先進的な消費者の間で定着つつある、「エシカルファッションブランド」をご存知でしょうか。数々の環境・労働問題を引き起こし、サステナビリティを脅かす既存ファッションビジネスへのアンチテーゼとして、エシカルファッションブランドは日本でも注目を集めています。

この記事では、エシカルファッションブランドの人気の背景を探るとともに、代表的なブランドを3つ紹介します。

エシカルブランド人気の背景

今から6年前、バングラデシュの首都ダッカで死者1,000人を超すビル崩落事故が起きました。そのビルの名は「ラナプラザ」、5つの縫製作業所が入り、4,000人が劣悪な環境で働いていました。

事故現場には、ベネトンやマンゴーなど普段目にするブランドの生地が散乱していました。私たちはこの出来事を、「南アジア最貧国の悲惨な事故」として見過ごすことはできないのです。

労働問題だけではありません。ジーンズ工場の集積地として有名な中国の珠江デルタ東北部に位置するとある街は、脱色剤や染料が垂れ流され、かつてパール・リバーと呼ばれた面影はありません。採取された水からは、重金属や有機汚染物質等を検出、健康被害が懸念されます。

こうしたファッションビジネスの在り方に対する危機意識が業界関係者やコンシューマーの間で徐々に広まり、期を同じくしてエシカルファッションのムーブメントが高まってきたのです。

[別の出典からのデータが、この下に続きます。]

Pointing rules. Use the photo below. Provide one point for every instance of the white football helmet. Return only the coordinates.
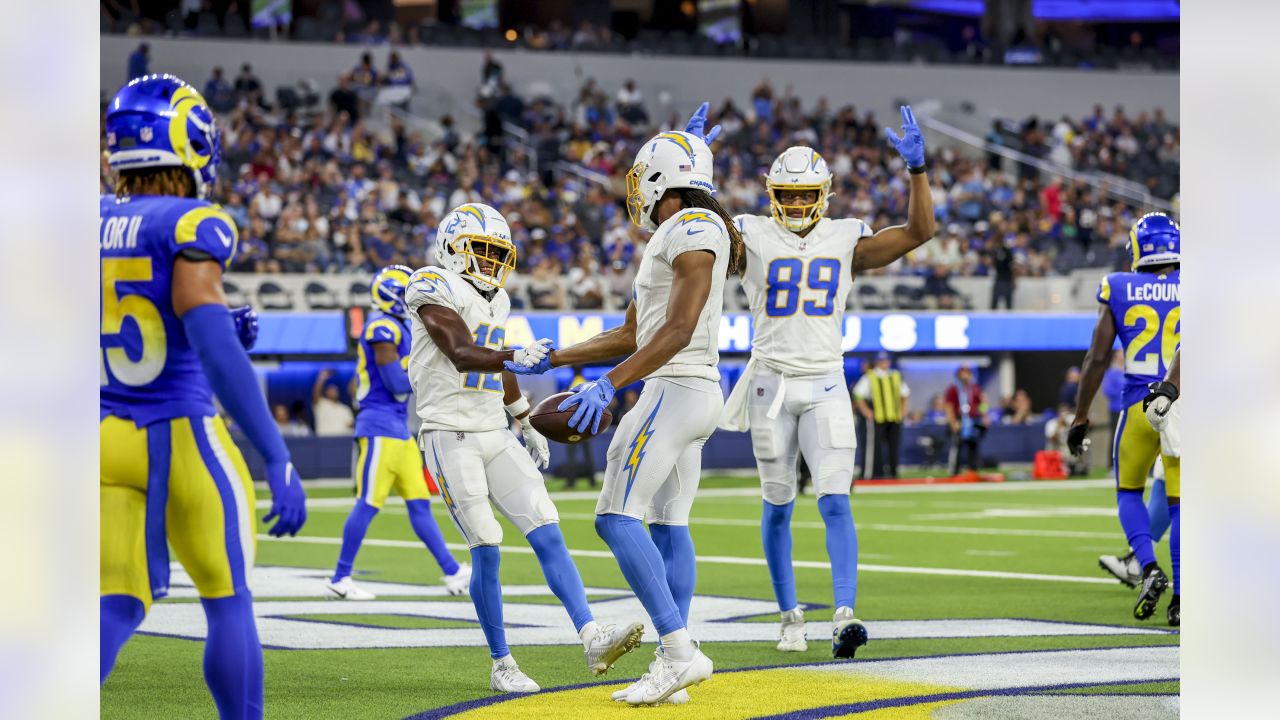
(799, 168)
(475, 242)
(667, 160)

これから紹介するエシカルブランドのスタイルは実にさまざまですが、共通のポリシーは、フェア・トレード、オーガニック、アップサイクル(より高品質のリサイクル)、サステナブル・マテリアル、クラフトマンシップ、ローカル・メイドです。

①ステラ・マッカートニー

創始者ステラ・マッカートニーの父親は元ビートルズのポール・マッカートニーです。25歳にしてクロエのクリエイティブ・ディレクターに抜擢されるほどの逸材で、ナチュラル・セクシーかつ女性らしいデザインは高く評価されてきました。30代を前に自身のブランドを立ち上げます。

彼女自身が「ビーガン」と呼ばれる卵・乳製品も口にしない厳格な菜食主義者であり、エシカルを重視するスタンスは、ベジタリアン・ブランド「ステラ・マッカートニー」にも貫かれています。

自社ブランドだけでなく・コラボモデルやライセンス商品も含め、すべてにわたりレザー・スキン・ファーを使用していません。彼女自身も、PETA(People for the Ethical Treatment of Animals)という動物の倫理的扱いを求めるNGOの動画に参加しています。

近年は環境面へのこだわりだけでなく、ケニアでのバッグ製造を通じ、対等なパートナーシップ構築による貧困国への貢献にも挑戦しています。

②ピープル・ツリー

適正価格による継続的な取引を通じて、貧困国の社会的・経済的弱者の自立を促そうとするビジネスがフェア・トレードです。ただし日本での知名度はまだまだ低く意味まで正確に理解している人は3割に過ぎません。

そんなフェア・トレードに90年代から取り組んできたピープル・ツリー、商品を売るだけでなく、消費者に活動を知ってもらいたいとの想いから情報を発信に力を入れてきました。

ピープル・ツリーはフェアトレード商品だけでなく、オーガニックコットンなど環境保護への取り組みも高い評価を受けています。エマ・ワトソンとのコラボPeople Tree, Love from Emmaの実現にこぎつけるなど、ムーブメントづくりにも定評があります。

③HASUNA

本店を表参道に構えるHASUNAは、エシカル・ジュエリーの分野で高い評価を得ています。

映画『ブラッド・ダイヤモンド』でも取り上げられたように、主たる産地アフリカで宝石はしばしば紛争の資金源とされ、内戦悪化・奴隷労働を引き起こします。HASUNAは、例えばダイヤならボツワナ、ロシア、カナダなど産地が特定できるものだけを使用、「誇りを持って身に着けられる」ブライダルリングを作り続けています。

もちろんエシカルなだけでなく、デリケートで存在感のあるデザインを守り続け、多くのファンに支持されています。